Well-defined MATCs were also present in SI. Examples of tuning curves are shown in Figure 2, demonstrating precise frequency tuning at several criteria and for a range of vibrissae. For all sites (N = 13/13), well-defined CFs were observed for at least one criterion. As with NV recordings, cortical CFs and FRFs were well matched. For the criterion that resulted in the highest probability of well-defined SI CFs for PV input (Criterion #4, see Methods, N = 10/13), the mean absolute distance between the CF and FRF was 11.3 ± 3.4 Hz (mean ± SE), which was significantly smaller than the mean absolute distance between the BF and FRF (29.4 ± 7.1 Hz, mean ± SE, N = 13; two-tailed t-test, P = 0.008).

Figure 2. Minimal Amplitude Tuning Curves in SI.

Figure 2

Top An example of a minimal amplitude tuning curve (MATC) in SI. Each MATC corresponds to the neural and vibrissa amplification plots above them, with the thickest box marking the criteria indicated by the dashed line (see Figure 1 for details). Below The Left and Right columns show two examples of MATCs where tuning curves were simultaneously recorded for the primary vibrissa (PV) recording and for the surround electrode (SE).

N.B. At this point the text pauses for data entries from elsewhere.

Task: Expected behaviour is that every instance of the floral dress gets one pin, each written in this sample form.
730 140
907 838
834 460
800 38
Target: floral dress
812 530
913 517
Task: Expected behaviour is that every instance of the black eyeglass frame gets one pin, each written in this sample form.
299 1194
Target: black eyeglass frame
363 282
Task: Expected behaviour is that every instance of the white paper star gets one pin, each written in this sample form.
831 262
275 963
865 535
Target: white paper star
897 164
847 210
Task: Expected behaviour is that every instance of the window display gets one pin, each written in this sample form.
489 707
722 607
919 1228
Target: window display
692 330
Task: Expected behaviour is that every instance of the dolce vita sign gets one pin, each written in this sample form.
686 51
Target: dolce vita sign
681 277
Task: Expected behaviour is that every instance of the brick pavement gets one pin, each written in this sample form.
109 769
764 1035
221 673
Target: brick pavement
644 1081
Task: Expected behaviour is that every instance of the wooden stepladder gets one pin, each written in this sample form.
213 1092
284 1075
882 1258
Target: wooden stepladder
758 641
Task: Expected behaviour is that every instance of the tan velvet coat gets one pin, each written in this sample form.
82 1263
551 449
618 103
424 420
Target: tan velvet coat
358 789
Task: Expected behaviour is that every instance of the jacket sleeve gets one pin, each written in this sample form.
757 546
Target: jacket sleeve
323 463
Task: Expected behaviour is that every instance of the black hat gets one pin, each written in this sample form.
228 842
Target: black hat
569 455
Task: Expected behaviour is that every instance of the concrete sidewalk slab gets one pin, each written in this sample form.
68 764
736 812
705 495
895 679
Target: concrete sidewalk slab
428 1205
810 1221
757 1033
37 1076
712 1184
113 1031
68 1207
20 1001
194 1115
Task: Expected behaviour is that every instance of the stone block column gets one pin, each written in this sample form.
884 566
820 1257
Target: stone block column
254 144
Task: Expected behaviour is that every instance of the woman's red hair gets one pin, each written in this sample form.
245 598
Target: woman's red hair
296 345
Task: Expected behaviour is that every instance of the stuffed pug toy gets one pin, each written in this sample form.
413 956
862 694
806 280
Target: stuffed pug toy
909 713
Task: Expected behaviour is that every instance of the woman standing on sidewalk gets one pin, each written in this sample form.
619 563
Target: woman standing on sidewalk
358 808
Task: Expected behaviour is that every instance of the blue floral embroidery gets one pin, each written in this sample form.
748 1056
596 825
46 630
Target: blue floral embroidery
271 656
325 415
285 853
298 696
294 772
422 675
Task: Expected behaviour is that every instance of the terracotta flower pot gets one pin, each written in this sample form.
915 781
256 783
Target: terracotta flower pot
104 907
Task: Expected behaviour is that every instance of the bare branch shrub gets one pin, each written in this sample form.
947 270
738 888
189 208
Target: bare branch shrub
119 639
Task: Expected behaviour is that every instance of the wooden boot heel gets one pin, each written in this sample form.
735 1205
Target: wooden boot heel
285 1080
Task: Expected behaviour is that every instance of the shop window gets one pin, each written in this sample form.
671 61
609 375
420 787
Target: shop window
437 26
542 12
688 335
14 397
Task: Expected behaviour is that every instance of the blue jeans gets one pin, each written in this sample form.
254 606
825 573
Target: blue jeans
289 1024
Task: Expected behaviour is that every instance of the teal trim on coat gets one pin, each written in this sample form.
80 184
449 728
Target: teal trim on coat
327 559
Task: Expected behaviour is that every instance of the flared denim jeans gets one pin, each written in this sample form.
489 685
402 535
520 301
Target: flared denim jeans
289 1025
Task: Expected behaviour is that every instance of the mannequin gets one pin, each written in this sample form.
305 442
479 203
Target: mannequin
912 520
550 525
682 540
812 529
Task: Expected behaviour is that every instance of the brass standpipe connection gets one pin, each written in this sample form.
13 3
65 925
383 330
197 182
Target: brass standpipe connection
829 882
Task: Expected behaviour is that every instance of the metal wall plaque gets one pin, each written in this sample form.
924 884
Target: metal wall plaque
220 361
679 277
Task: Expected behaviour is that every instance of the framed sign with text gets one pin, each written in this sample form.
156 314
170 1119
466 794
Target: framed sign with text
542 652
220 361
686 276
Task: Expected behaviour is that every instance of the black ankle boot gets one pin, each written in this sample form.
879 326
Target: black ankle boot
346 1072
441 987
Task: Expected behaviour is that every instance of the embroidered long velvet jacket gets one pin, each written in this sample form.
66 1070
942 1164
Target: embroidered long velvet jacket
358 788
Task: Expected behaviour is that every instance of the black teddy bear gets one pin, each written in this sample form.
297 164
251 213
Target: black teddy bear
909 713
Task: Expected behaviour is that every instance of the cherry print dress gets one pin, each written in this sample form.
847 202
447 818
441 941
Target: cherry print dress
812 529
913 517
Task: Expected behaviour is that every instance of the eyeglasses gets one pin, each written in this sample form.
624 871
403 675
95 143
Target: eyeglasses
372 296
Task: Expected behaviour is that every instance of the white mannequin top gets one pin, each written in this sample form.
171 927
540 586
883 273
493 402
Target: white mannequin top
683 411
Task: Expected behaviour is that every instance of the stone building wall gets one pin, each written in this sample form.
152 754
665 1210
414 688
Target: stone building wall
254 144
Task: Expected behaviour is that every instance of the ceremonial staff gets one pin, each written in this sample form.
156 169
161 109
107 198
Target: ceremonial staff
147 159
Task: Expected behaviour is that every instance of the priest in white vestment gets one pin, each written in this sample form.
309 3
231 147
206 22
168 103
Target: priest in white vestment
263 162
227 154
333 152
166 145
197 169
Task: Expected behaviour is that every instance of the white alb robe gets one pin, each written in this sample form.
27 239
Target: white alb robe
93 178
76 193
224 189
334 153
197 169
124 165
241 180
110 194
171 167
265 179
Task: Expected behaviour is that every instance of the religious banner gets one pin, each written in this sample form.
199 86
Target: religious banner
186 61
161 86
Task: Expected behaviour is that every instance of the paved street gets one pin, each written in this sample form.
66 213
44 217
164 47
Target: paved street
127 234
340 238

Tuning of both positions was observed, with well-tuned curves and CFs observed across a broader range of statistical criteria for PV driven responses.

Vibrissa Resonance Amplification and Neural Amplification

To quantify the impact of resonance on the probability of evoking a response and on the relative amplitude of neural activity, we plotted the gain in firing rate as a function of stimulus amplitude at distinct stimulus frequencies. In Figure 3A, firing rates are plotted as a function of vibrissa tip motion at the CF and FRF, and at frequencies ± ω from the FRF (ω: vibrissa resonance tuning bandwidth at ~3 dB (29%) below the amplitude at the FRF). To average across recordings, activity was normalized to the BF firing rate at 80µm.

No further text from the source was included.